Sur le problème général de la mort et de l’attitude des hommes à son égard, au XVIIe siècle, voir Cagnat Constance, La mort classique. Écrire la mort dans la littérature française en prose de la seconde moitié du XVIIe siècle, pour les aspects littéraires, et Vovelle Michel, Mourir autrefois. Attitudes collectives devant la mort aux XVIIe et XVIIIe siècles, coll. Archives, Gallimard/Julliard, 1974, pour l’histoire des mentalités.
Sur la pensée de la mort selon Pascal, voir Sellier Philippe, Pascal et saint Augustin, p. 26 sq.
Le fragment peut être interprété de plusieurs manières différentes.
Pascal a peut-être pensé prendre le contrepied de Montaigne, Essais, I, XIX, éd. Balsamo et alii, Pléiade, p. 87. « Ils vont, ils viennent, ils trottent, ils dansent, de mort nulles nouvelles. Tout cela est beau : mais aussi quand elle arrive, ou à eux ou à leurs femmes, enfants et amis, les surprenant en désordre et au découvert, quels tourments, quels cris, quelle rage et quel désespoir les accable ? »
On peut y voir dans cette maxime la description d’un paradoxe qui montre la vanité de l’homme : on craint en général la mort, même lorsqu’elle ne menace pas, mais quand elle est là et menace réellement, l’homme lui tient tête pour agir en homme, c’est-à-dire, comme l’indique une note de Havet, en homme de cœur (de courage). À une crainte irraisonnée succède donc une réaction d’orgueil, en un sens bien vaine.
Cependant, dans l’esprit de Pascal, on n’a pas tort de craindre la mort, même et surtout quand elle ne menace pas immédiatement.

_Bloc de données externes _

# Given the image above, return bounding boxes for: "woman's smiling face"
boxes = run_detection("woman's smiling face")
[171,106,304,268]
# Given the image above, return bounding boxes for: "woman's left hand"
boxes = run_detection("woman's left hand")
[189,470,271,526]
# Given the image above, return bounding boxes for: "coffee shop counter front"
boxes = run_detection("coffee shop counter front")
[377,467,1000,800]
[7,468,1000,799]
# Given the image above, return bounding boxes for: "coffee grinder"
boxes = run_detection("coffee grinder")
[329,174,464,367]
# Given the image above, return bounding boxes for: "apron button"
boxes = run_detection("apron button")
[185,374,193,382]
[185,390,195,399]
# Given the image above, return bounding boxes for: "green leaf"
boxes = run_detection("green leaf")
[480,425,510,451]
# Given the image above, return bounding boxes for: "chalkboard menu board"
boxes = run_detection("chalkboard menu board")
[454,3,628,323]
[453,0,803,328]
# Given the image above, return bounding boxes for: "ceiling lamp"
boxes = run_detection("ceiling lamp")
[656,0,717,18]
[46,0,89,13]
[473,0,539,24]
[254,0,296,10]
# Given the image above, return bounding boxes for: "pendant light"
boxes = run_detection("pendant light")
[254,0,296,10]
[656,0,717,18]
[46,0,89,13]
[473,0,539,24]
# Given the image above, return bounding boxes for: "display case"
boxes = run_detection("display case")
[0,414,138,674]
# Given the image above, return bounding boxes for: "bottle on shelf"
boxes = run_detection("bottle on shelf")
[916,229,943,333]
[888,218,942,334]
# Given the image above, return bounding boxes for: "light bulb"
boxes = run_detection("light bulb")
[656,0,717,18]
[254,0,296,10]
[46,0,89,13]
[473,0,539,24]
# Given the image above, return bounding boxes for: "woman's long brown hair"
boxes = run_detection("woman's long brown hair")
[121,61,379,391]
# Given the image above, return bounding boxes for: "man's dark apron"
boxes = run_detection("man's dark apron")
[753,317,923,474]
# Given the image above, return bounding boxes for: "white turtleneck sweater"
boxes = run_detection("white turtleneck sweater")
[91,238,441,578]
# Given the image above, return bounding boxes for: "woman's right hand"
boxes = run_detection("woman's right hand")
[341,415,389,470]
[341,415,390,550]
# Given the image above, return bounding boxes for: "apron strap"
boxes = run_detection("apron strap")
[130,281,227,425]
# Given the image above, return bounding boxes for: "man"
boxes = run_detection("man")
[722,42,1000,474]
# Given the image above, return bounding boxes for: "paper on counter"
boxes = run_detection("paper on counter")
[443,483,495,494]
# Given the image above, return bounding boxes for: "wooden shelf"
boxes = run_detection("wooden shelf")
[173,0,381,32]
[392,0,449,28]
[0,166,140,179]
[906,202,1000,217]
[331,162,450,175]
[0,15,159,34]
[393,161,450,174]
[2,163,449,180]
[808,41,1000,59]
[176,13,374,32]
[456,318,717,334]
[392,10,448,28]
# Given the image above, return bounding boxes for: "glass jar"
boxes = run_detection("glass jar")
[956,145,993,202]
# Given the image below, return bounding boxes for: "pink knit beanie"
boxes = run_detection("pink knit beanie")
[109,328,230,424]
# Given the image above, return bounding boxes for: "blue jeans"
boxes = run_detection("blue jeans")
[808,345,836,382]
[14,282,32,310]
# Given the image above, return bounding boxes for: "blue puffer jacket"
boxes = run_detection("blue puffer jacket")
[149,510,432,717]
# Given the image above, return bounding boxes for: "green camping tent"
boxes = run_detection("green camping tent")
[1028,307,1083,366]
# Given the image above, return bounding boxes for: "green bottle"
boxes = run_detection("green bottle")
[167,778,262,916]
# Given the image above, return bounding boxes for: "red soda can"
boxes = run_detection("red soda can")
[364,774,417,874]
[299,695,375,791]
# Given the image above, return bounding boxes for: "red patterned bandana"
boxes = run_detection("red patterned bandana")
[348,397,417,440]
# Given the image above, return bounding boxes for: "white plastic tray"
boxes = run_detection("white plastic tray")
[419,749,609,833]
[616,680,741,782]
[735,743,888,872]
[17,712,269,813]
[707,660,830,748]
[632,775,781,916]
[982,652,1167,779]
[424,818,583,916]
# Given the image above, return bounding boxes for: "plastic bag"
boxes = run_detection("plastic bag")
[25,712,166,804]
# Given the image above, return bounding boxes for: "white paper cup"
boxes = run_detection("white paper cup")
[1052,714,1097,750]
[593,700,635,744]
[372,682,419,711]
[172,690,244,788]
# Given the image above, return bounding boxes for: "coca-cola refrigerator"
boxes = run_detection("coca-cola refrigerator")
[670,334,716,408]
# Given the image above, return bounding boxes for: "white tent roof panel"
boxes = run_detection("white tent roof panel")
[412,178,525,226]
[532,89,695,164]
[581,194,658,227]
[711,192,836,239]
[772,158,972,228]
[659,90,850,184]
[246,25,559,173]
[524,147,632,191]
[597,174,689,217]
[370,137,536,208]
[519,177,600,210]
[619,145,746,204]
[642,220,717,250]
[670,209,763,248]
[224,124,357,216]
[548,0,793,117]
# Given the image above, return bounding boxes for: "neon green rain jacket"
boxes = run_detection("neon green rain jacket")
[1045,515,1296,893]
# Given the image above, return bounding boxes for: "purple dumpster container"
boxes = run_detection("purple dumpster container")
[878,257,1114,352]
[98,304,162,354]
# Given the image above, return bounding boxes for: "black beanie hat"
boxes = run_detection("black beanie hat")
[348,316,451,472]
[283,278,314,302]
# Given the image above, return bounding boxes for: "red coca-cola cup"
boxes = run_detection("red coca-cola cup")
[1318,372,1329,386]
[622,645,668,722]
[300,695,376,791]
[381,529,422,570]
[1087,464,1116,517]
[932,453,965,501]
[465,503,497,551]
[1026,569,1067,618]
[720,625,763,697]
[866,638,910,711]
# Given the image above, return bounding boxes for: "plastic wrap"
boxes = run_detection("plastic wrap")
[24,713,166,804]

Noter que Pascal considère l’absence de crainte de la mort comme l’effet d’une inconscience aberrante, dans le cas des « libertins » : voir Preuves par discours II (Laf. 427, Sel. 681). Il ne faut pas avoir l’âme fort élevée pour comprendre qu’il n’y a point ici de satisfaction véritable et solide, que tous nos plaisirs ne sont que vanité, que nos maux sont infinis, et qu’enfin la mort, qui nous menace à chaque instant, doit infailliblement nous mettre, dans peu d’années, dans l’horrible nécessité d’être éternellement ou anéantis ou malheureux. Il n’y a rien de plus réel que cela, ni de plus terrible. Faisons tant que nous voudrons les braves : voilà la fin qui attend la plus belle vie du monde. Qu’on fasse réflexion là-dessus, et qu’on dise ensuite s’il n’est pas indubitable qu’il n’y a de bien en cette vie qu’en l’espérance d’une autre vie, qu’on n’est heureux qu’à mesure qu’on s’en approche, et que, comme il n’y aura plus de malheurs pour ceux qui avaient une entière assurance de l’éternité, il n’y a point aussi de bonheur pour ceux qui n’en ont aucune lumière. Pascal voit donc dans une pareille braverie la preuve d’un manque de bon sens élémentaire.
C’est une conduite courante de craindre la mort lorsqu’elle n’est pas immédiatement présente, car elle peut survenir d’un instant à l’autre, au moment où l’on s’y attend le moins.
Commencement 5 (Laf. 154, Sel. 187). Partis.
Il faut vivre autrement dans le monde, selon ces diverses suppositions.
1. s’il est sûr qu’on y sera toujours. Si on pouvait y être toujours.
2. s’il est incertain si on y sera toujours ou non.
3. s’il est sûr qu’on n’y sera pas toujours mais qu’on soit assuré d’y être longtemps.
4. s’il est certain qu’on n’y sera pas toujours et incertain si on y sera pas longtemps.
5. s’il est sûr qu’on n’y sera pas longtemps, et incertain si on y sera une heure.
Cette dernière supposition est la nôtre.
2e ms Guerrier et ms Joly de Fleury (Laf. 984, Sel. 781). Mort soudaine seule à craindre, et c’est pourquoi les confesseurs demeurent chez les Grands.
Cette crainte de la mort soudaine et imprévue engendre le divertissement.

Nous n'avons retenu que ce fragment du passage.